Sunday morning Denise awoke very early with a migraine headache, a problem that too often accompanies stressful activities such as traveling and meeting in people’s homes. Medication and being able to sleep another hour or so diminished the headache considerably, but upon arising Denise recognized immediately the symptoms of a urinary tract infection and knew that the planned events would be almost impossible for her to attend. We did not count among our blessings these medical setbacks.

We had planned to return to Fes late Sunday afternoon and I had already purchased on Saturday evening our tickets for the 6:15 train. Our plans were to visit some folks on Sunday morning, staying until mid-afternoon and making sure we arrived back in Casablanca before 5:30 p.m. As we pondered the options, we decided that Denise’s condition required that we get back to Fes as early as possible, perhaps leaving on the 11:15 train. I went to the train station ticket window but the clerk told me I would have to talk to the “Chef de Gare” to get the tickets changed since they were first-class tickets and thus reserved seats. With my limited French (and even more limited Arabic) I explained how my wife had “fallen ill” and that she needed to get home. He finally acquiesced and wrote 11:15 on the back of the tickets, but told us if the seats we claimed were reserved for someone else we would have to give them up and sit in the “Deuxieme Class” car, assuming there were seats available.

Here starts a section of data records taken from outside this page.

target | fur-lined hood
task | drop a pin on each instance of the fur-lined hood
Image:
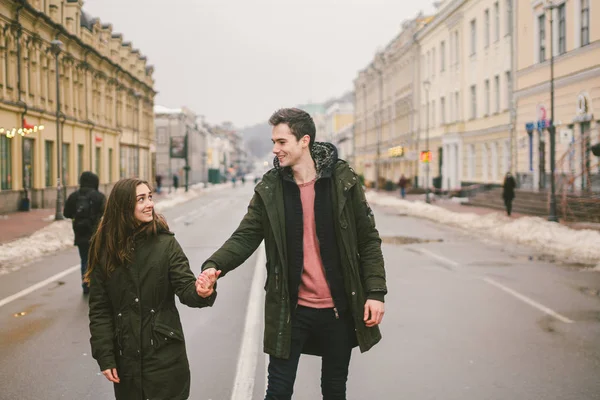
(324, 155)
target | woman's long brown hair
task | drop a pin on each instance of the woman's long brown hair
(111, 245)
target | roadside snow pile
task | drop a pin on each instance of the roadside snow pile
(59, 234)
(56, 236)
(580, 246)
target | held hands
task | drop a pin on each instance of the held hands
(111, 375)
(206, 282)
(374, 310)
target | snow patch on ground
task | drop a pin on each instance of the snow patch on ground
(59, 234)
(549, 238)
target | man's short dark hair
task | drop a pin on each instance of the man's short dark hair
(299, 121)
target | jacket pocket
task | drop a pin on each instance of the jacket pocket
(119, 332)
(164, 334)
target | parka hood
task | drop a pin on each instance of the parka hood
(89, 180)
(324, 155)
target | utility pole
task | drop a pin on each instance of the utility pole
(552, 128)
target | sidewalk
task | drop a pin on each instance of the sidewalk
(21, 224)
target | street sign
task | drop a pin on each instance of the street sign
(426, 156)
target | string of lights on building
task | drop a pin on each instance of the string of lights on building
(27, 129)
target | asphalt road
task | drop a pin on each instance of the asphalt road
(465, 319)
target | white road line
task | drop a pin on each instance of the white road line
(179, 218)
(508, 290)
(529, 301)
(243, 385)
(443, 260)
(39, 285)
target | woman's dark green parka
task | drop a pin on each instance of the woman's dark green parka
(134, 323)
(357, 238)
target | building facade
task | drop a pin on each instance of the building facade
(180, 130)
(385, 116)
(339, 121)
(574, 42)
(104, 103)
(466, 91)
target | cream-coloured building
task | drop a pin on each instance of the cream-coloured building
(106, 102)
(465, 55)
(339, 121)
(386, 98)
(576, 48)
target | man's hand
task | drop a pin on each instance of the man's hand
(206, 282)
(374, 310)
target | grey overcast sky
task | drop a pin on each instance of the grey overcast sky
(239, 60)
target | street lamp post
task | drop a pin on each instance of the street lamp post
(137, 96)
(552, 128)
(56, 47)
(379, 124)
(426, 86)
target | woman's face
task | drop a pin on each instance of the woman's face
(143, 204)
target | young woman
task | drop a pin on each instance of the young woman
(136, 267)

A text on Denise’s phone about 9:30 informed us that the scheduled meeting had been delayed from 12:30 p.m. until 4:00 p.m. Thus we would have been unable to attend anyway, given that we had already purchased tickets for 6:15 p.m. Though we regretted not being able to be a part of a potentially positive meeting, in a strange way it affirmed us in the decision we made to depart early.

The train we took originated at our “home” station, Casa Voyageurs, and we were able to board the train about thirty minutes before the scheduled departure. We decided to choose seats in a compartment near the middle of the train, hoping that if the train were not too crowded, we would not be asked to give up our seats. From Casablanca to the first stop in Rabat, no one else entered. We noticed that the two window seats, the ones we had chosen, were numbered 75 and 76, the assigned seats we had originally been assigned, but in a different train of course. In Rabat, three young women, probably college students, and then a fourth entered our compartment. However, none of them asked us to give up our seats. They never told us the actual seats they had been assigned, but obviously we were pleased that we did not have to move luggage, try to find other vacant seats and hope that we could make it to Fes without additional frustration.

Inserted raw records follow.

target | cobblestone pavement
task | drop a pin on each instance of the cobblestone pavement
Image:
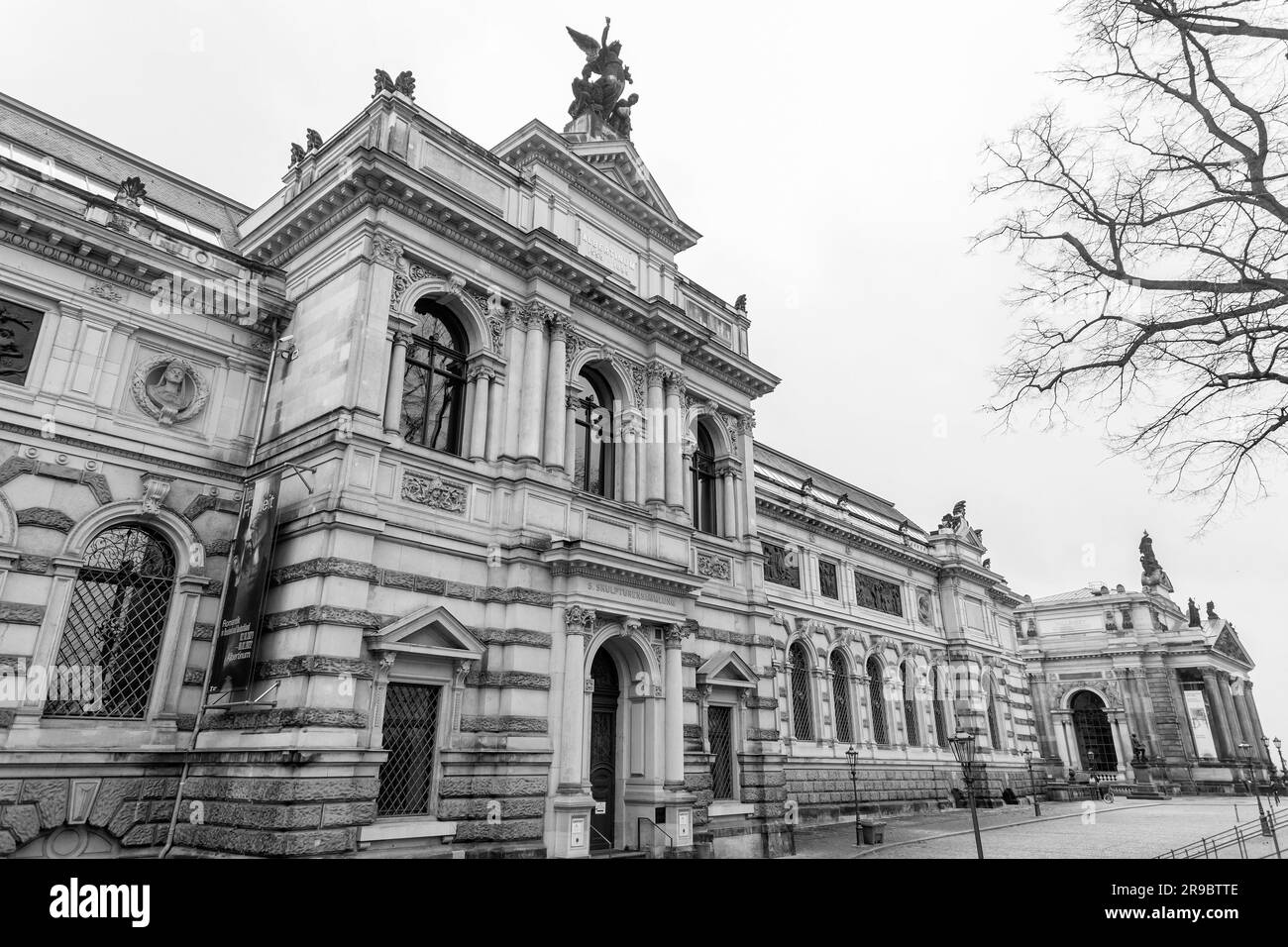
(1127, 828)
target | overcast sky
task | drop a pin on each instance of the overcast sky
(825, 154)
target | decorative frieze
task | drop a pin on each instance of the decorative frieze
(503, 724)
(168, 389)
(434, 491)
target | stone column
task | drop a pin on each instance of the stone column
(729, 495)
(1236, 733)
(1249, 732)
(557, 397)
(393, 390)
(482, 384)
(655, 488)
(579, 624)
(533, 397)
(674, 432)
(1181, 714)
(570, 416)
(630, 425)
(1222, 732)
(690, 446)
(674, 718)
(494, 418)
(515, 360)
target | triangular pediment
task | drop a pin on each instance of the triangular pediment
(432, 631)
(1228, 643)
(726, 669)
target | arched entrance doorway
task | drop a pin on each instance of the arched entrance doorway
(603, 749)
(1095, 736)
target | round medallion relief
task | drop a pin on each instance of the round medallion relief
(168, 389)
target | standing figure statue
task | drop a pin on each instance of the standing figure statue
(601, 98)
(1151, 573)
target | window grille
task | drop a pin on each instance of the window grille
(781, 566)
(877, 699)
(803, 715)
(940, 712)
(910, 707)
(410, 732)
(720, 732)
(841, 719)
(107, 656)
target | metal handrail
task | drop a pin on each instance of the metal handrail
(1209, 845)
(645, 818)
(601, 836)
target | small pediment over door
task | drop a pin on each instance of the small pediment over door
(726, 671)
(1228, 643)
(430, 631)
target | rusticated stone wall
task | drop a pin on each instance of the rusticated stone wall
(136, 810)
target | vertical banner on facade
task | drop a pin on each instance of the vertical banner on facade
(248, 585)
(1199, 724)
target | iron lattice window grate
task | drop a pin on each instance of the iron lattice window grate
(720, 731)
(877, 699)
(803, 718)
(107, 655)
(410, 733)
(841, 701)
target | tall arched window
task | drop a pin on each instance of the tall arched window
(841, 719)
(909, 685)
(940, 705)
(434, 382)
(107, 656)
(703, 472)
(876, 697)
(803, 710)
(592, 450)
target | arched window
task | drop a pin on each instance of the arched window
(803, 712)
(841, 719)
(909, 685)
(434, 382)
(876, 697)
(993, 733)
(107, 655)
(592, 411)
(703, 472)
(940, 705)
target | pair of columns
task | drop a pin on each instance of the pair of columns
(483, 403)
(537, 351)
(579, 625)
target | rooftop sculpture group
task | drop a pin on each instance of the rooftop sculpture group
(601, 98)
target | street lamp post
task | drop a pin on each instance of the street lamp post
(964, 749)
(853, 757)
(1033, 787)
(1270, 761)
(1267, 826)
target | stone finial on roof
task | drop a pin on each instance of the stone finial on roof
(130, 192)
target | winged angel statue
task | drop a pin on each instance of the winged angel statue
(601, 98)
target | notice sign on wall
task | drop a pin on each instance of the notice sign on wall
(1199, 724)
(248, 583)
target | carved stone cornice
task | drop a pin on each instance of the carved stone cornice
(580, 620)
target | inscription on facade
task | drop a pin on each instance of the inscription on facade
(608, 253)
(629, 591)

Denise continued to feel quite uncomfortable the entire trip, and the air conditioning seemed the most efficient we had ever observed on a Moroccan train. Perhaps she had some fever and because she genuinely felt lousy, the last half of the journey she just about froze. Nonetheless, we arrived at our destination on time in pretty good shape. The traveling companions in our compartment were very courteous and sociable, and we escaped the embarrassment of having to admit that we actually had claimed someone’s reserved seats.

After a ten minute ride, we entered the apartment that we rented only a week or so ago. It is sparsely furnished, with hardly more than the bare essentials. Denise felt blessed that she had been able to manage the trip as well as she did, thankful that we had a pleasant experience with the other travelers and that we were able to remain in our original places. But as we put our things away and Denise prepared to get some rest, we both said “traveling is nice, but there’s no place like home.” We counted that a blessing as well, to think that a continent away from our real home, we were happy and content to be in a place we had never seen even one month ago. Unexpected, but still welcomed.